Why We Do Not Use a Payment Processor
For most payment methods, Privacy.Fish avoids a central checkout or payment processor because it would collect even more data than the payment method already exposes by itself. A central payment processor can see the payment code, browser session, IP address, device data, payment method choice, transaction timing, amount, and often the payment identity behind the transaction.
Instead, we prefer separate payment paths where possible. Cash by letter does not have to touch a payment processor at all. SEPA exposes data to the banks involved, but not to an additional checkout provider. Cryptocurrency exposes blockchain and exchange data, but does not have to expose browser checkout metadata to a payment processor. PayPal exposes data to PayPal, but does not require another processor in front of it.
Credit cards are the exception. Card payments require a payment processor, so they are the least private payment option we offer.
Credit Card
For credit cards, sadly, we have to use a payment processor.
Credit Card Payment Processor
Privacy.Fish uses Dintero Checkout for credit card payments. Dintero is a Norwegian payment provider based in Oslo, and Dintero Checkout is their online checkout product for merchants. (Dintero Checkout , Dintero Terms for Checkout )

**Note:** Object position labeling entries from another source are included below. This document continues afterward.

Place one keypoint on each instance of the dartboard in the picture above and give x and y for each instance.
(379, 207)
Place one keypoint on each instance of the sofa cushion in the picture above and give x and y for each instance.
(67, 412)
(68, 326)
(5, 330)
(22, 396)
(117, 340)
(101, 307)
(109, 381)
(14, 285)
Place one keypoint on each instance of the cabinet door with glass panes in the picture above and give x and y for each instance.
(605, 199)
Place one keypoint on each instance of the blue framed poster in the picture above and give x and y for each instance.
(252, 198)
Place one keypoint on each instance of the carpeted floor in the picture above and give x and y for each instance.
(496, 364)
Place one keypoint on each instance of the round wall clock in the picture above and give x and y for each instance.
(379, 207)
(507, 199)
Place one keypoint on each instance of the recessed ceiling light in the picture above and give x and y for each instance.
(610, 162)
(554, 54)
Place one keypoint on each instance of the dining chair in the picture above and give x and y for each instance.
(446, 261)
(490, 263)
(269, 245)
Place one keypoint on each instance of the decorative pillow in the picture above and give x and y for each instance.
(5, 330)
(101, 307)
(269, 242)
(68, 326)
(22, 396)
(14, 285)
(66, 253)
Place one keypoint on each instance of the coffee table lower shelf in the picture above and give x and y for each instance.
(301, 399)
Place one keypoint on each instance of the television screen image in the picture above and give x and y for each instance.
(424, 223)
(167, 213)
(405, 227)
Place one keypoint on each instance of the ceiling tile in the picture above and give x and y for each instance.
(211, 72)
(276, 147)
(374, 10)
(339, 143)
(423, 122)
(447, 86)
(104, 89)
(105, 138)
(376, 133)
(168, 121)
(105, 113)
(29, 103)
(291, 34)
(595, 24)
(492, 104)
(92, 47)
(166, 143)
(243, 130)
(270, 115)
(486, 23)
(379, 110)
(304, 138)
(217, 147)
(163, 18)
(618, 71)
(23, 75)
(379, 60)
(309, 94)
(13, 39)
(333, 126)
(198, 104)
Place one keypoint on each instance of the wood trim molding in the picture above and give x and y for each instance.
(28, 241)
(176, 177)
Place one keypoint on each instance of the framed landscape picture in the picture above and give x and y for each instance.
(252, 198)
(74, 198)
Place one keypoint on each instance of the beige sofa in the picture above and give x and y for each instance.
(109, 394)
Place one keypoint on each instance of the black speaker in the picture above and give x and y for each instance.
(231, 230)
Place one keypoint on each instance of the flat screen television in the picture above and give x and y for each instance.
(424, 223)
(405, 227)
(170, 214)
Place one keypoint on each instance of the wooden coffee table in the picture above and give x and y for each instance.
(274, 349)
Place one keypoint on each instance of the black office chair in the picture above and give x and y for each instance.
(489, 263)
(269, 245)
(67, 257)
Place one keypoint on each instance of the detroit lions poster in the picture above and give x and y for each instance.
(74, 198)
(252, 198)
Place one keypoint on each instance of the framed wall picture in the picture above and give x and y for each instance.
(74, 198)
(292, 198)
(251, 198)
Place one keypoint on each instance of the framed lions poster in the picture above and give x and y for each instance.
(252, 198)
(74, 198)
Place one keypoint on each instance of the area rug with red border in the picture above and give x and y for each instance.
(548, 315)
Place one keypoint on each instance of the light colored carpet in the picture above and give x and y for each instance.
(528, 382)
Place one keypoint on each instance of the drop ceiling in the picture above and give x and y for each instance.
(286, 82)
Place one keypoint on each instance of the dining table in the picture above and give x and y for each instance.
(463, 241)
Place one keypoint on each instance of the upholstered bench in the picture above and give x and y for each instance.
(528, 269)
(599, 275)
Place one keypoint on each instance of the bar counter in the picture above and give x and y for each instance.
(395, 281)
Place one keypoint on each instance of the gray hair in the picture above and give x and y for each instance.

Privacy Information for Credit Card Payments
Credit card payments are the least private payment method offered by Privacy.Fish. When you pay by card, Dintero, the card network, the acquirer, your card issuer, and possibly other payment-service providers can process information about the transaction. Dintero’s privacy policy says it may process contact information, account information, payment card data, account numbers, browser and device data, usage data, purchase history, transaction-related data, fraud-prevention data, and data required by financial, accounting, or other legal obligations. Dintero also says the merchant is typically a controller for data needed to manage the purchase, while a payment service provider is a controller for data needed to process the payment. (Dintero Privacy Policy , Dintero End-Customer Terms )

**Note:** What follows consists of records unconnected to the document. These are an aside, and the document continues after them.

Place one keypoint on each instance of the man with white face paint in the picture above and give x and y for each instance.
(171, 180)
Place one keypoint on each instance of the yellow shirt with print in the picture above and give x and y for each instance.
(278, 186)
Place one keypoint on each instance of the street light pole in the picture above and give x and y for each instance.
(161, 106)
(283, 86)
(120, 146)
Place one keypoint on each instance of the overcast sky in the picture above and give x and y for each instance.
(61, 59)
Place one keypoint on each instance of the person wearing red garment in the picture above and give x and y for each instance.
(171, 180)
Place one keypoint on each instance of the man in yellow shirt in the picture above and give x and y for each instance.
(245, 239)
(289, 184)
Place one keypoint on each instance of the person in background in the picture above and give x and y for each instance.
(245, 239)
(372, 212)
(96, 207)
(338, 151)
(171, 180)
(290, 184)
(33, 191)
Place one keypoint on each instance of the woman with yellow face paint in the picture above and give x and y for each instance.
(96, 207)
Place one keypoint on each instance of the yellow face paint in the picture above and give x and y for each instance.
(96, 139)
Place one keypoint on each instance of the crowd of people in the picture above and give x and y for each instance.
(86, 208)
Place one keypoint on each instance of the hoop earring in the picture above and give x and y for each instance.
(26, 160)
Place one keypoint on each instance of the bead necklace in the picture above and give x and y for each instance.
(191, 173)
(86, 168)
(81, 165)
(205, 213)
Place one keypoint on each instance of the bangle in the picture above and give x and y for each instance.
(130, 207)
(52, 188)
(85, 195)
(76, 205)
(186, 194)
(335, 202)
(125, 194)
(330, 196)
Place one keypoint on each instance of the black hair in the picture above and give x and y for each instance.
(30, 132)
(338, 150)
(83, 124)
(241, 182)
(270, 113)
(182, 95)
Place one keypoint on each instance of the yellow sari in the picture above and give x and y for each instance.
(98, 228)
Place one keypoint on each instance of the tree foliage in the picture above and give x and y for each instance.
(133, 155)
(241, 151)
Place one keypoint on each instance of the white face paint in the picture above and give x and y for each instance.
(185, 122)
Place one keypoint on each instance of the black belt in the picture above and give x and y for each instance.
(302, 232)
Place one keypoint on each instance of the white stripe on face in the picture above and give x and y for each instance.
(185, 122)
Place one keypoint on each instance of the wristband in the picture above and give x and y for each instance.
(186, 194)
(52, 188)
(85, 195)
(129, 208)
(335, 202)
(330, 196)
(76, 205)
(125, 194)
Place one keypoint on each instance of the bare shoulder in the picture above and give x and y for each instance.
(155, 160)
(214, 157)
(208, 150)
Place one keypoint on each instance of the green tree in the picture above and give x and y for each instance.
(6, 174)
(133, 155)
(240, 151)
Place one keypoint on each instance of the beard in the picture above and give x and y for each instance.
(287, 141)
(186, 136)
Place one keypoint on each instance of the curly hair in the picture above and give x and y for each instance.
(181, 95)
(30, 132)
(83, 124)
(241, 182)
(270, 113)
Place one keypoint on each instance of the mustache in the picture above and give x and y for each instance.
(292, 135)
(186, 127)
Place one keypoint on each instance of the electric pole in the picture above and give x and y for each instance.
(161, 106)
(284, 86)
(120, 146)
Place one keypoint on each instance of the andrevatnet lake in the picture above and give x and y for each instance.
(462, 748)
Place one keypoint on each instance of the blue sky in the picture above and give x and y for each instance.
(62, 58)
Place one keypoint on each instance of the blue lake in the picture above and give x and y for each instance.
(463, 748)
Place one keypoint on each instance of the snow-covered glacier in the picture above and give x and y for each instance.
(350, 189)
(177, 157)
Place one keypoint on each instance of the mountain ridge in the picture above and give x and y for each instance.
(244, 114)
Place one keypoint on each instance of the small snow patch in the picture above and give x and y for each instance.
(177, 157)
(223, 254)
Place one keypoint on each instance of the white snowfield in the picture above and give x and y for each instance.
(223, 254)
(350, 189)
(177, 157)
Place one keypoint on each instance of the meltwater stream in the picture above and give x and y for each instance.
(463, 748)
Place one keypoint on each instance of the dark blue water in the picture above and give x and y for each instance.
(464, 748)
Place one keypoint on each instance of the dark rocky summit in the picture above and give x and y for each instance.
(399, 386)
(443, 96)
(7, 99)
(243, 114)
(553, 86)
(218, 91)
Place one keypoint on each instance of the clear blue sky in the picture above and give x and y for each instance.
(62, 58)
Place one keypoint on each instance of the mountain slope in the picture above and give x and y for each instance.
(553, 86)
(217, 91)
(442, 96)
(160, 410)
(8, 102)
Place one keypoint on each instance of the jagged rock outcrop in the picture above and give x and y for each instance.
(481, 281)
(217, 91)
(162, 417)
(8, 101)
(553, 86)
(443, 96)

Privacy.Fish does not want your card number. The point of using Dintero is that the card payment is handled by their payment infrastructure instead of Privacy.Fish storing or processing raw card details. But this also means a third-party checkout and card-payment chain exists, and that chain can see much more payment metadata than Privacy.Fish wants to know.
Do not submit your username, email address, real name, or other identifying information with the credit card payment. Submit only the temporary payment code in the payment form.

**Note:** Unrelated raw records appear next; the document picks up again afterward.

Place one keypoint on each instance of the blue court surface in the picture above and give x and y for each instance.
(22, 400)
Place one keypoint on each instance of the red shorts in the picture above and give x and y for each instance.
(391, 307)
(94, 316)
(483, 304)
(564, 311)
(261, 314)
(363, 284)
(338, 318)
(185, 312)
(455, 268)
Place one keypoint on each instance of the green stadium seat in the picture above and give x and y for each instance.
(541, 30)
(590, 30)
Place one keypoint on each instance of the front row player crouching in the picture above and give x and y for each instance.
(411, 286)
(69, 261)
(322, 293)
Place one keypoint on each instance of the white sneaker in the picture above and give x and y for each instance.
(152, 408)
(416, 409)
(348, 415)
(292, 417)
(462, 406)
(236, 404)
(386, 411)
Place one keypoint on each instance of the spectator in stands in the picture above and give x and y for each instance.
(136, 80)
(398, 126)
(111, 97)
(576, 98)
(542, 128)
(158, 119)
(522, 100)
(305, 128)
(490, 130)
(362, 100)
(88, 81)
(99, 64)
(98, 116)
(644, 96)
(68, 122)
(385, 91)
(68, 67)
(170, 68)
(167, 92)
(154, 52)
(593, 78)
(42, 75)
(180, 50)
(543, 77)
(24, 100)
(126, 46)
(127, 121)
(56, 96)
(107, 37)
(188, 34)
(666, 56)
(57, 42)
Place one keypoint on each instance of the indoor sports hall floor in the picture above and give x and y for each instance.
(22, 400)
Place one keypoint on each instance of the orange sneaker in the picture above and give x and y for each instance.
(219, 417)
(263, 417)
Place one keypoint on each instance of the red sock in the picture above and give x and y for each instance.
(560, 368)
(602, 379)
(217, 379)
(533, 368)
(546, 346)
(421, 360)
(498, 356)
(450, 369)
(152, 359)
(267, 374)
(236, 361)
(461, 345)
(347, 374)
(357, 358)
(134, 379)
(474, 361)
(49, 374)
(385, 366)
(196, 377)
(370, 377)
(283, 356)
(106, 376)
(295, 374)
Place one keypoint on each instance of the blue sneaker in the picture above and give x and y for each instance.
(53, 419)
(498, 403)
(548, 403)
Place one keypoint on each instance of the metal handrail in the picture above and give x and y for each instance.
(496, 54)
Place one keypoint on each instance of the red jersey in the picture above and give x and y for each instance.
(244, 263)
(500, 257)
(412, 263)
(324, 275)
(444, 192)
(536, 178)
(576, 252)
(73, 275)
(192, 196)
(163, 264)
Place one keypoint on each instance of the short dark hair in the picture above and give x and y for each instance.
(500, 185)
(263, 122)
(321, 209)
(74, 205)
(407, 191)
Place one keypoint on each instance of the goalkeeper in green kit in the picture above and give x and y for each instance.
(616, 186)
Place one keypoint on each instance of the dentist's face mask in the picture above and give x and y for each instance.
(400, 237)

Logfile Privacy Information
Logfiles Mail Servers
Privacy.Fish is required by norwegian law to keep logfiles of registered accounts for SSH and SFTP logins to the servers, this means each time you send or fetch mail, or when you modify your SSH public keys. For each login, we store the timestamp, username, source IP address and source port. We are required to keep this data for 12 months for Norwegian legal compliance.
Besides this legal requirement, Privacy.Fish is striving to “have as little data as possible”.
Logfiles from the servers are streamed to an internal analysis system, processed for security alerts, and discarded when no alert is triggered. The analysis system does not send log data to third parties or perform external lookups such as IP reputation checks. When suspicious activity is detected, Privacy.Fish stores the alert and the minimal log lines needed to understand it. Administrators may temporarily enable more detailed logging during incident response, but this is limited to the time required to deal with the incident and disabled again after debugging. After debugging, those temporary logs are deleted. If logs have to be retained for legal reasons or an incident report, they are minimized and anonymized as much as possible.